Ich habe dann immer mal wieder „Memos“ geschrieben, interessanterweise meist zu „Geburtstagen“ des Verbandes, bis ich dies aufgegeben habe und ich mich aufs Bücherschreiben verlegte. In dem einen Schreiben ging es um 20 Jahre HV BB, das ist inzwischen auf meiner Homepage ausführlich dargestellt.
5. Der große Unterschied des Bundeskonzeptes neu zu dem alt war nach 2010 der allmähliche Abschied von der aktiven Bundespolitik, ausgenommen die Sterbehilfe-Aktionen von Gita Neumann). Der HVD legte immer großen Wert darauf, dass der HVD-Bund als eigenständiger Verein Beziehungen zur großen Politik unterhält, auch Bundespolitiker in den Vorstand wählt. Auch gegenüber den Landesverbänden wollte und sollte er Verbindliches mitteilen, z.B. Lebenskunde.

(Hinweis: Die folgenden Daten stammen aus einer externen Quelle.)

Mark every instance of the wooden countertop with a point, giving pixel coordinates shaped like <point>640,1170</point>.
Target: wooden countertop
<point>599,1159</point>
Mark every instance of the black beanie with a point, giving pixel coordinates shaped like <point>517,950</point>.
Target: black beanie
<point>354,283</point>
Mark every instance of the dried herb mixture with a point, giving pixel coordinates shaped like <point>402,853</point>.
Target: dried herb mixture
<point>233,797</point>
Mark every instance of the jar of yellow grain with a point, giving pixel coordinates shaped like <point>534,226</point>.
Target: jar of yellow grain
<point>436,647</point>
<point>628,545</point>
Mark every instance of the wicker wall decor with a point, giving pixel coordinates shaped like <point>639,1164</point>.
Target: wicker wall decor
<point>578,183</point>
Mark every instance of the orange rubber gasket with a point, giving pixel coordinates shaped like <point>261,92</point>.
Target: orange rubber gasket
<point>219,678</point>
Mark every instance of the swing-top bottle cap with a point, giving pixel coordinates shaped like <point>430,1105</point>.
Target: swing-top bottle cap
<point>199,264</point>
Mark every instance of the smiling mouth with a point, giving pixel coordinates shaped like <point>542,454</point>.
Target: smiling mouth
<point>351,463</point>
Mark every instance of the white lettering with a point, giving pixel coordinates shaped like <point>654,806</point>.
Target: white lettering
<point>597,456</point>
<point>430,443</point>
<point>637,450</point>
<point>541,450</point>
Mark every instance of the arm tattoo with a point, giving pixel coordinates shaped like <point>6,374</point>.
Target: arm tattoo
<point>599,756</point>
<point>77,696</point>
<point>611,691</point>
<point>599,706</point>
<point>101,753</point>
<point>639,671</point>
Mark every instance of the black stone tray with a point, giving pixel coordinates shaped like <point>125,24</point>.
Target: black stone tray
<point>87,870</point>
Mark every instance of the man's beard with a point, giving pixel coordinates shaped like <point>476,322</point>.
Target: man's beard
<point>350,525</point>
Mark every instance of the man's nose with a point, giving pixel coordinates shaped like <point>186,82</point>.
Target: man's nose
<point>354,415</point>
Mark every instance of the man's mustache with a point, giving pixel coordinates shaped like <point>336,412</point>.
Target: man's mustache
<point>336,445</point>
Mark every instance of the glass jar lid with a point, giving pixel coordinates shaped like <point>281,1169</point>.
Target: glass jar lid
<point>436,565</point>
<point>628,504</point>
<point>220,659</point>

Was es alles gab, sogar Bundesrichtlinien zu einer Vereinheitlichung der Namen und Strukturen. Es entstand dann aber die dumme Situation, dass die im Vorstand sitzenden Landeshäuptlinge Beschlüssen zustimmten, die sie in ihren Vorständen gar nicht diskutierten. Schon gar nicht nahmen sie irgendwelche Arbeiten an, etwa Bundestagskandidaten anschreiben.
6. Der Anlass zu „Pro Humanismus“ war ein heftiger Angriff auf meine Konzeption der „Konfession“ in der online-Ausgabe der „diesseits“. Da wollte mich jemand missverstehen, denn es wurde in einem Interview mit Frieder Otto Wolf: „Religionskritik ist immer noch nötig“ suggeriert, ich würde eine Konzeption der „dritten Konfession“ vertreten, dabei war das nicht nur ein Kirchenbegriff gegen den HVD, sondern unter dem Begriff der „dritten Konfession“ wurden im Nationalsozialismus die „Ludendorffer“ („Bund für Deutsche Gotterkenntnis“) gefasst und offiziell vom Staat als völkische Weltanschauungsgemeinschaft anerkannt.

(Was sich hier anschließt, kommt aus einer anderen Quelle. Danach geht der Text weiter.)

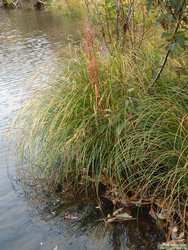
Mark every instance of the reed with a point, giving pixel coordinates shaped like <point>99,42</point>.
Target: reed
<point>103,124</point>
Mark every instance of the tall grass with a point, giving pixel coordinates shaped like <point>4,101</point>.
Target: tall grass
<point>103,124</point>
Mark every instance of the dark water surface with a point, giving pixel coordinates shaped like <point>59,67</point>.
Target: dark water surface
<point>32,44</point>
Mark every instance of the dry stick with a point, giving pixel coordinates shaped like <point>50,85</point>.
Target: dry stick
<point>102,28</point>
<point>117,21</point>
<point>165,58</point>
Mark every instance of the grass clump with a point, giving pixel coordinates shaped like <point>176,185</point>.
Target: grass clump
<point>104,124</point>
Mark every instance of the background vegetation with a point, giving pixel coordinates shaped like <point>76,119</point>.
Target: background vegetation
<point>119,117</point>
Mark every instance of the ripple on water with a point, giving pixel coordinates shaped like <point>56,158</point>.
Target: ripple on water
<point>31,44</point>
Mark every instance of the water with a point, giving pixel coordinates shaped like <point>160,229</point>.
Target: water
<point>32,44</point>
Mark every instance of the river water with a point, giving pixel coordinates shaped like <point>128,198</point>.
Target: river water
<point>32,45</point>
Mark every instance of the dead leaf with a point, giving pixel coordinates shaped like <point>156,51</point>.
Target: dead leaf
<point>124,216</point>
<point>70,217</point>
<point>117,211</point>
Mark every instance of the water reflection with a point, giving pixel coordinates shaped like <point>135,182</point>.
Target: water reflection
<point>32,45</point>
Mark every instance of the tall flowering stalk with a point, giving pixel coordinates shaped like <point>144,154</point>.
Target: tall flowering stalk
<point>92,66</point>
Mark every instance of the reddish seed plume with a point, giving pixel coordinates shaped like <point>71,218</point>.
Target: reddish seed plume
<point>92,66</point>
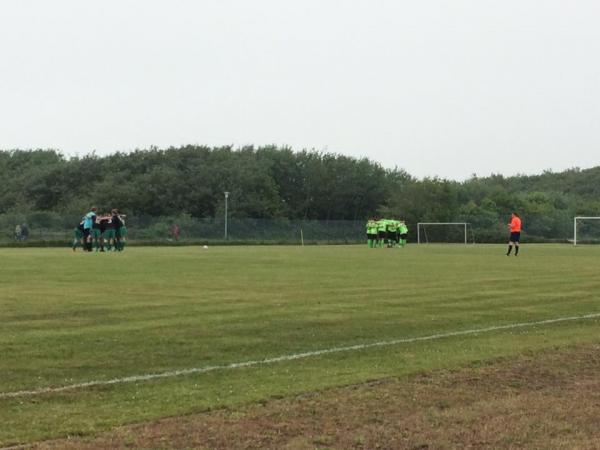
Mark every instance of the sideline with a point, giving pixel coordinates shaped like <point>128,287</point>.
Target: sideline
<point>283,358</point>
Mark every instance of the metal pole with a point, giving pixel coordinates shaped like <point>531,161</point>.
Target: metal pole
<point>226,197</point>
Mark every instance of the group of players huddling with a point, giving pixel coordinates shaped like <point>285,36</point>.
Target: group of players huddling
<point>105,232</point>
<point>386,232</point>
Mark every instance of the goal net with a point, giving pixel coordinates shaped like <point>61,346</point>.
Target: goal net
<point>445,233</point>
<point>586,230</point>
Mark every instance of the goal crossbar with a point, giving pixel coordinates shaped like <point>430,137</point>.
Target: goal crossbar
<point>464,224</point>
<point>575,219</point>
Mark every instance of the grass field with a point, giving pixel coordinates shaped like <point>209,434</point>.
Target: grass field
<point>73,318</point>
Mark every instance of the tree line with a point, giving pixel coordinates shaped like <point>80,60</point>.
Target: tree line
<point>275,182</point>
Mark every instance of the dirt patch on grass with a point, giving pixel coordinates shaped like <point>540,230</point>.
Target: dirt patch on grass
<point>549,400</point>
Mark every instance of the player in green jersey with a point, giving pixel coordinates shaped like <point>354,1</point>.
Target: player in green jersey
<point>403,231</point>
<point>381,232</point>
<point>391,232</point>
<point>371,233</point>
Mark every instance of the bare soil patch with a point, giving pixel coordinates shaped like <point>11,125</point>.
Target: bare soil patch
<point>536,401</point>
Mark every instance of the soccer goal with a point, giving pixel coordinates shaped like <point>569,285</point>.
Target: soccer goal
<point>445,232</point>
<point>586,230</point>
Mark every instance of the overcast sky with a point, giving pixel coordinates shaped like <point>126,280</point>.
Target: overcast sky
<point>446,88</point>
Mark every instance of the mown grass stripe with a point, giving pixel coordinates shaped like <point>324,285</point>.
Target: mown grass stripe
<point>284,358</point>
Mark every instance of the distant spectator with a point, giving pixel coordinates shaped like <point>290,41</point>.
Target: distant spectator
<point>175,231</point>
<point>24,232</point>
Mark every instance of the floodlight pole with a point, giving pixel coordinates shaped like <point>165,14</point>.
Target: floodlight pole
<point>226,197</point>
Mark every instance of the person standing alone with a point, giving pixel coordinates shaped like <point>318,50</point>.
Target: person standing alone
<point>515,233</point>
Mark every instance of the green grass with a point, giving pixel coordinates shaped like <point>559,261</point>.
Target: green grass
<point>69,318</point>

Noch immer halte ich an meiner Konzeption fest, dass der HVD eine Weltanschauungsgemeinschaft ist und insofern im Konzert der anderen, auch der kirchlichen, einen letztlich konfessionellen Anbieter darstellt.
Es ist eher das Problem, dass der Verband nicht klug und verständlich genug diese Variante des Humanismus zu den anderen in Beziehung zu setzen vermag. Immer wieder geschehen solche Missgeschicke, etwa im Verständnis von HVD-Lebenskunde, die eben nicht in der Tradition der „weltlichen Schulen“ steht.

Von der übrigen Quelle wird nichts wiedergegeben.